The Future Must Be Net-Zero

Mongrain said an “unheard of” level of cooperation across partisan and geographic lines made the task force itself an example of what Canadians should expect their governments to achieve. “We hope everyone can see what it cost us as task force members to get past our differences” and reach agreement.

From that starting point, “we’re realistic,” he told The Mix. “We can put these recommendations out there, but it’s going to be on policy-makers to actually follow the game plan we set out.”

That dynamic has task force members counting on their action plan to be “plausible and interesting and coherent enough” to inspire business and non-profit leaders, media, and regular electors and citizens to buy in, he added. “What we need is a lot of change happening all at once, so we want to make it visible for everyone so it doesn’t become politics or business as usual.”

Mongrain stressed that the task force’s recommendations will only work if the housing stock shifts swiftly to net-zero.

“It’s a necessary condition to meet the climate challenge,” he said. “It’s a given that there’s going to be pushback. But the framing we’re hoping to put out there is that this is actually desirable.” So far, climate solutions have been cast as depriving people of things they need and want—but everyone has been deprived of a winter this year, and half of Canada was on fire last summer.

“This is the immediate crossroads ahead of us,” Mongrain said. “But instead of saying everyone needs to cut back, we’re saying we need an almost unimaginable amount of work and productivity to create the built environment that will get us through the challenges of the moment.”

The deprivation already going on is that people across Canada can’t be housed, are losing their investments in their homes, or can’t get mortgages or home insurance, he noted. And last summer’s losses saw two mayors resign after leading their communities through wildfire evacuations.

Mongrain acknowledged the “tremendous risk” that policy-makers and elected officials will cherry-pick the task force recommendations, implementing a handful of the 140 action items and declaring the job done.
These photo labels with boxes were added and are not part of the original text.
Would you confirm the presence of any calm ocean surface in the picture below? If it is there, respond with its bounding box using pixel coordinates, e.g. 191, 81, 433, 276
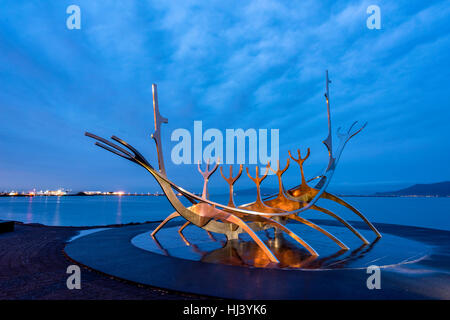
0, 195, 450, 230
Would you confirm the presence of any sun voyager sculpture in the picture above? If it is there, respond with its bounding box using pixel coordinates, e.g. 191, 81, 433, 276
85, 71, 381, 263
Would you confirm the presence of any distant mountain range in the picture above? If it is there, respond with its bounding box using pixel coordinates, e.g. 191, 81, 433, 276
375, 181, 450, 197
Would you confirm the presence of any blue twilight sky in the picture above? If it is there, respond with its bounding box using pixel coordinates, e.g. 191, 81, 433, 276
0, 0, 450, 192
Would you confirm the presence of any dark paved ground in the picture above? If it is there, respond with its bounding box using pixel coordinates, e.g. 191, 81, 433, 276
0, 223, 200, 300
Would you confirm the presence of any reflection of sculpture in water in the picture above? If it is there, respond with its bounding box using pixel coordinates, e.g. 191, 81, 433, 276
86, 72, 381, 263
150, 226, 379, 269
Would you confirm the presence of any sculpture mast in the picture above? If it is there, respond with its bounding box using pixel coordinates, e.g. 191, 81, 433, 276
323, 70, 333, 166
151, 84, 168, 177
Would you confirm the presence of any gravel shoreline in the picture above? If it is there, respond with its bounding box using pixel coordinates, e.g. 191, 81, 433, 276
0, 222, 200, 300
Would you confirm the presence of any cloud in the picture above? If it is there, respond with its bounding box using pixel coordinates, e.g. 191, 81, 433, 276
0, 0, 450, 190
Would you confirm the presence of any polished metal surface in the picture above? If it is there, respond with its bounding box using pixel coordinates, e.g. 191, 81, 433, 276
86, 72, 381, 263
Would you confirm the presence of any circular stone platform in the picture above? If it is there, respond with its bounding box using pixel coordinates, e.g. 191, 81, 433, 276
65, 220, 450, 299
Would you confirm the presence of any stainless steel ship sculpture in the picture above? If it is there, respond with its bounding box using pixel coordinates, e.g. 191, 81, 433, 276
86, 72, 381, 263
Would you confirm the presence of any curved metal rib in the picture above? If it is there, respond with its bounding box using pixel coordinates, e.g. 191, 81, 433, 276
150, 211, 180, 237
322, 192, 381, 238
311, 205, 369, 244
263, 217, 319, 256
223, 214, 280, 263
289, 215, 350, 250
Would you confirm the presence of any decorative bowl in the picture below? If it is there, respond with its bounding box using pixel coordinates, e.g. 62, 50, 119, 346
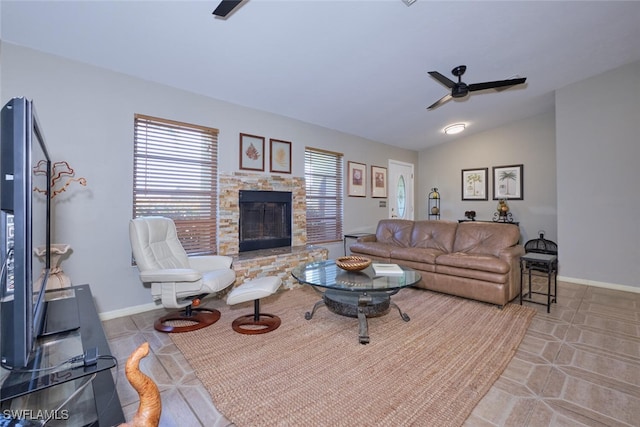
336, 255, 371, 271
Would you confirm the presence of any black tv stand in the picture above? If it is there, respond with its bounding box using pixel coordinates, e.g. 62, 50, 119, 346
0, 285, 125, 427
40, 296, 80, 337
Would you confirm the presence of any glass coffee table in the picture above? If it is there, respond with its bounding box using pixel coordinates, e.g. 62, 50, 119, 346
291, 260, 421, 344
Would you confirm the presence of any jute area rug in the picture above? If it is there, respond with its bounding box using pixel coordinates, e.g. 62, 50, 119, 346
171, 286, 535, 427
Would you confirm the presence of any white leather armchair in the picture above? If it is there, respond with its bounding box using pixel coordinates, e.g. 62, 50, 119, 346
129, 217, 236, 332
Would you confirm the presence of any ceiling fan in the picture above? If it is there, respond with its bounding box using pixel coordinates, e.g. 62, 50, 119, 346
213, 0, 243, 18
427, 65, 527, 110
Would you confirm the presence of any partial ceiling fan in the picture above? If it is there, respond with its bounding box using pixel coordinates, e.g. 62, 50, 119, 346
427, 65, 527, 110
213, 0, 243, 18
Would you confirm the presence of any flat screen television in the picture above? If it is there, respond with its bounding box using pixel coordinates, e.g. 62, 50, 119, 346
0, 98, 51, 368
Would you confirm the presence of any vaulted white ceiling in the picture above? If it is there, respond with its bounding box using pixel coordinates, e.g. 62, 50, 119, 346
0, 0, 640, 150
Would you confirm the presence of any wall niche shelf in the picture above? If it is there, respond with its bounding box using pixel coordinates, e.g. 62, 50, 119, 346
427, 187, 440, 219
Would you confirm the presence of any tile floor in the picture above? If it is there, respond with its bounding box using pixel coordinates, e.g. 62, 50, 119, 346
104, 282, 640, 427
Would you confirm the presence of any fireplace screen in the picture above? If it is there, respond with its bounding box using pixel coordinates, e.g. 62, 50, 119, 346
238, 190, 291, 252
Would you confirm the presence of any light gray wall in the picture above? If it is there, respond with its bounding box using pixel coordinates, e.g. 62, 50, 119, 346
0, 43, 418, 312
556, 62, 640, 291
418, 112, 557, 243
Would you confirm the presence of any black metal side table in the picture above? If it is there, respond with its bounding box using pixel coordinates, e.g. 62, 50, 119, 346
520, 252, 558, 313
342, 233, 375, 256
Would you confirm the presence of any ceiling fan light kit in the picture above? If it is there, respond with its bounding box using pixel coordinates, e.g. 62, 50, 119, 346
444, 123, 467, 135
213, 0, 242, 18
427, 65, 527, 110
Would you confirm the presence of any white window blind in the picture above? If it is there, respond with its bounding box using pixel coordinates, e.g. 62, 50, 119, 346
133, 114, 218, 255
304, 147, 343, 243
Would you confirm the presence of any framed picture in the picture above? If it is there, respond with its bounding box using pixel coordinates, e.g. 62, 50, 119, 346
493, 165, 524, 200
371, 166, 387, 198
240, 133, 264, 171
347, 162, 367, 197
462, 168, 489, 200
269, 139, 291, 173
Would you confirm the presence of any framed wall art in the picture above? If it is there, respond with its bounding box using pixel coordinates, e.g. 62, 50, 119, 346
347, 162, 367, 197
462, 168, 489, 200
240, 133, 264, 171
371, 166, 387, 198
493, 165, 524, 200
269, 139, 291, 173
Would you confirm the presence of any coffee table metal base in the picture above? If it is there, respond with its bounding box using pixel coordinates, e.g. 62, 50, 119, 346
304, 288, 411, 344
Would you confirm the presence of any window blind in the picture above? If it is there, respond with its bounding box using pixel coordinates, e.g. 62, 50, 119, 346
304, 147, 343, 243
133, 114, 218, 255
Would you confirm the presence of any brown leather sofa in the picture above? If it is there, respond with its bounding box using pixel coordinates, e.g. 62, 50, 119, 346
350, 219, 525, 306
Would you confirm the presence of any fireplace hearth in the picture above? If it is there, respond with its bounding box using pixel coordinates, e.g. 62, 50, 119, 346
238, 190, 292, 252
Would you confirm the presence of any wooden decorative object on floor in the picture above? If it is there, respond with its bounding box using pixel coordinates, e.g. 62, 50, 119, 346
120, 342, 162, 427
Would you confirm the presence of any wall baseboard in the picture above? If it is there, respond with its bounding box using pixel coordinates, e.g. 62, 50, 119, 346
558, 276, 640, 294
99, 302, 162, 322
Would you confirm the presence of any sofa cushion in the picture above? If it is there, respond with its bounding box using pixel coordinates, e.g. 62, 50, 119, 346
453, 222, 520, 256
436, 252, 510, 274
411, 221, 458, 252
376, 219, 413, 247
390, 247, 445, 264
349, 242, 397, 258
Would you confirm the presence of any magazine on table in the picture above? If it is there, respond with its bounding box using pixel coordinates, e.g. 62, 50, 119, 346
372, 263, 404, 276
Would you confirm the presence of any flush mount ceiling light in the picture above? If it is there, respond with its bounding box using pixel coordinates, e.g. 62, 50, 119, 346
444, 123, 467, 135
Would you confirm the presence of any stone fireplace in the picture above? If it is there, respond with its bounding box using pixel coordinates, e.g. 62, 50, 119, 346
238, 190, 291, 252
218, 172, 329, 288
218, 172, 307, 255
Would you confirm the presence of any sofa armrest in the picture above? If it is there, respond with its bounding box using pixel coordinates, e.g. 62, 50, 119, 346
500, 245, 525, 301
499, 245, 525, 265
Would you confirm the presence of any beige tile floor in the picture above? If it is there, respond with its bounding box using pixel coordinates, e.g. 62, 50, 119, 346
104, 282, 640, 427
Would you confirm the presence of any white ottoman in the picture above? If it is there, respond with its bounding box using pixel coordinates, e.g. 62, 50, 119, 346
227, 277, 281, 335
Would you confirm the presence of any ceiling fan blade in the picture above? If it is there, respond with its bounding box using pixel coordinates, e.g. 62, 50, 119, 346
427, 94, 453, 110
213, 0, 242, 18
429, 71, 456, 89
469, 77, 527, 92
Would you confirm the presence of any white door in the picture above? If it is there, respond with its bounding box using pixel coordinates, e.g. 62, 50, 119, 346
389, 160, 413, 220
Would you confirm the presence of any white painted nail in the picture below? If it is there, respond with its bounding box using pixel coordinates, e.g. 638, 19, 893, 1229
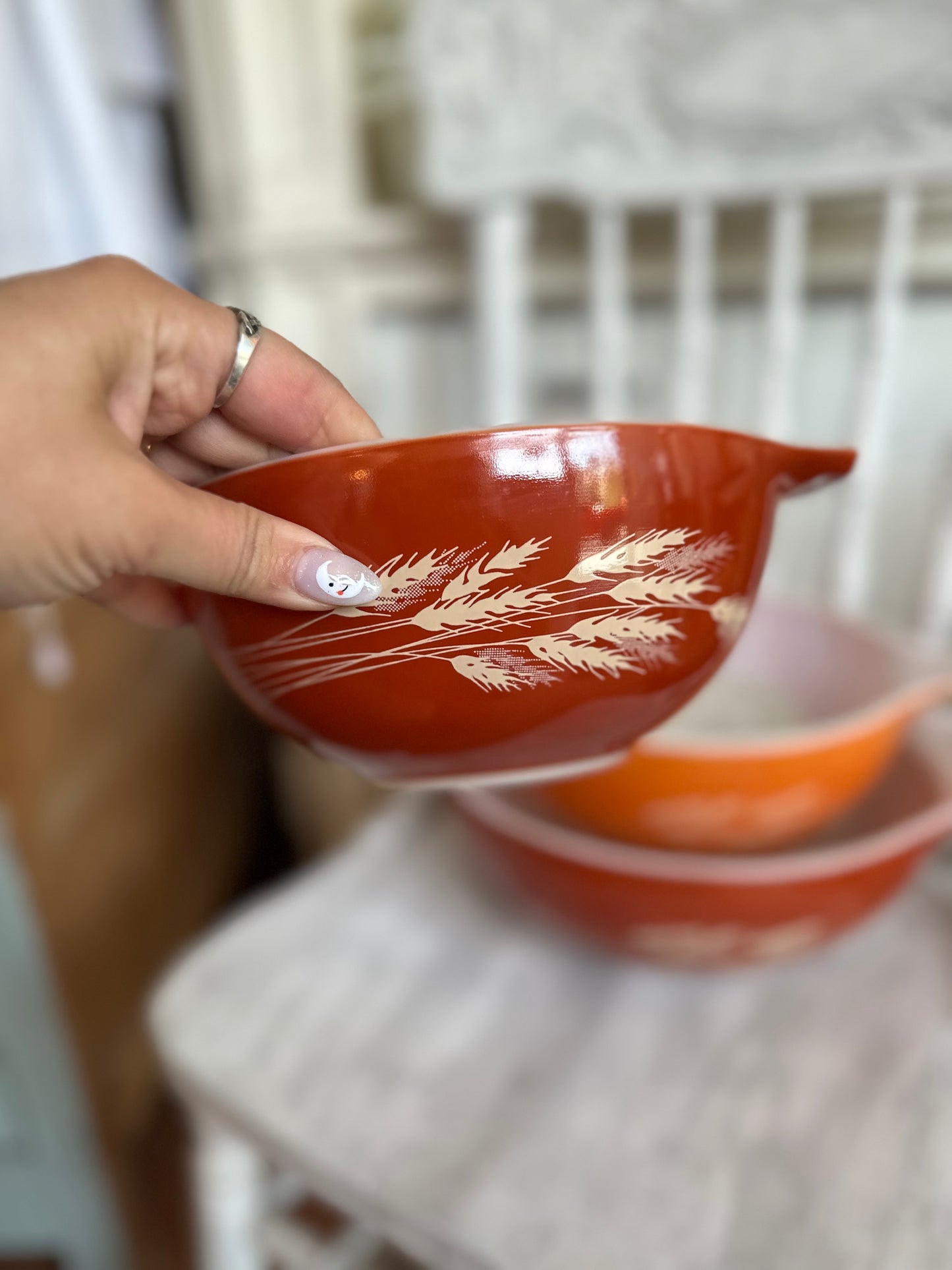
294, 548, 381, 607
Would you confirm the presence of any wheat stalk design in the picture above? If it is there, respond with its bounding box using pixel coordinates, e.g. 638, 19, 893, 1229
236, 529, 748, 697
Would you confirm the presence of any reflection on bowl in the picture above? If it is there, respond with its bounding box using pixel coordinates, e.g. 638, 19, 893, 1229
541, 600, 952, 851
457, 722, 952, 966
192, 424, 853, 785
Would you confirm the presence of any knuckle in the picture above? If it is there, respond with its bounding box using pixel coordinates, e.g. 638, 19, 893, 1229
229, 503, 274, 596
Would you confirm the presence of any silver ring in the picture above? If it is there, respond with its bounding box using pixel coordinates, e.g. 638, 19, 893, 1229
215, 304, 262, 410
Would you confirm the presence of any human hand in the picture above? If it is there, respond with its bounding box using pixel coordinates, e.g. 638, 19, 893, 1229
0, 256, 388, 625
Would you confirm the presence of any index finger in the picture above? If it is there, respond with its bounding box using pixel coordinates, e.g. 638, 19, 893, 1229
221, 328, 379, 451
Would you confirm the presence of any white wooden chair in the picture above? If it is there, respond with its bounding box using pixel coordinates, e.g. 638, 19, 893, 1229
415, 0, 952, 630
154, 0, 952, 1270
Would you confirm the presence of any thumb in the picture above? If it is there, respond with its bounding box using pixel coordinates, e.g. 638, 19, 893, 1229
128, 465, 381, 610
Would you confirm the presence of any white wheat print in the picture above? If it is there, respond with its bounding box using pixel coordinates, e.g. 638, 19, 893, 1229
236, 529, 748, 697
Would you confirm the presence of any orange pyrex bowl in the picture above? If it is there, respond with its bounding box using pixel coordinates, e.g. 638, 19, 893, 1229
192, 423, 854, 785
541, 600, 952, 851
456, 725, 952, 966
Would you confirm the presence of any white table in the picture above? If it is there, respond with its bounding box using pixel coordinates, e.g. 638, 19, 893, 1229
152, 796, 952, 1270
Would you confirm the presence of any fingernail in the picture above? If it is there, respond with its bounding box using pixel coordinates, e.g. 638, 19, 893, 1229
294, 548, 381, 607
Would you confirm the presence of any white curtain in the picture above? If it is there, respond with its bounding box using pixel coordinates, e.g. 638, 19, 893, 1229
0, 0, 186, 281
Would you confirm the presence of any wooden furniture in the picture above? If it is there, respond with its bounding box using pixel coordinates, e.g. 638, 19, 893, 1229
0, 600, 262, 1270
0, 826, 128, 1270
155, 0, 952, 1270
152, 796, 952, 1270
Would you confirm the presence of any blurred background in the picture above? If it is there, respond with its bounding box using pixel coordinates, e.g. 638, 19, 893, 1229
0, 0, 952, 1270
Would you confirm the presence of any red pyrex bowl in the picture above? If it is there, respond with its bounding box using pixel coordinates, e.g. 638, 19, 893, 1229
457, 720, 952, 967
192, 423, 854, 785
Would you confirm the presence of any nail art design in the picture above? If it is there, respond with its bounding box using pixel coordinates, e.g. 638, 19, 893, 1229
294, 548, 381, 606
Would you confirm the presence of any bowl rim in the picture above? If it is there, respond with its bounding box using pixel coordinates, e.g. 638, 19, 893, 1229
629, 597, 952, 751
452, 744, 952, 886
197, 419, 857, 490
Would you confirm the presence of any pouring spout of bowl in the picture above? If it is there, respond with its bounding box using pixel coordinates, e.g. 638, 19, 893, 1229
771, 444, 857, 494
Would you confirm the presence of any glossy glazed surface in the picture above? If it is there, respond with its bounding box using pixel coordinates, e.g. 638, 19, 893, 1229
193, 424, 853, 784
542, 600, 952, 851
457, 729, 952, 966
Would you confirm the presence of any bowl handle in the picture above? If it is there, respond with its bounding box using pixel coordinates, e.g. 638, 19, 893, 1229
771, 444, 857, 494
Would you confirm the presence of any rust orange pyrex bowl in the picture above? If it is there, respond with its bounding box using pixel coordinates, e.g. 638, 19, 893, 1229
192, 423, 854, 785
456, 722, 952, 967
540, 598, 952, 851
But without a major, coordinated response, “the tensions we’re going through on both the affordability side and the climate side are going to rip us apart,” he said.

“If we don’t recognize the extreme urgency of doing this in a climate-forward way, there’s going to be no one to congratulate us on all the beautiful houses we’ve built, because we’ll have much more dire problems with the actual safeguarding of society,” he warned. “If we do this in a way that sets the world on fire, we’re in the world and we’re going to burn.”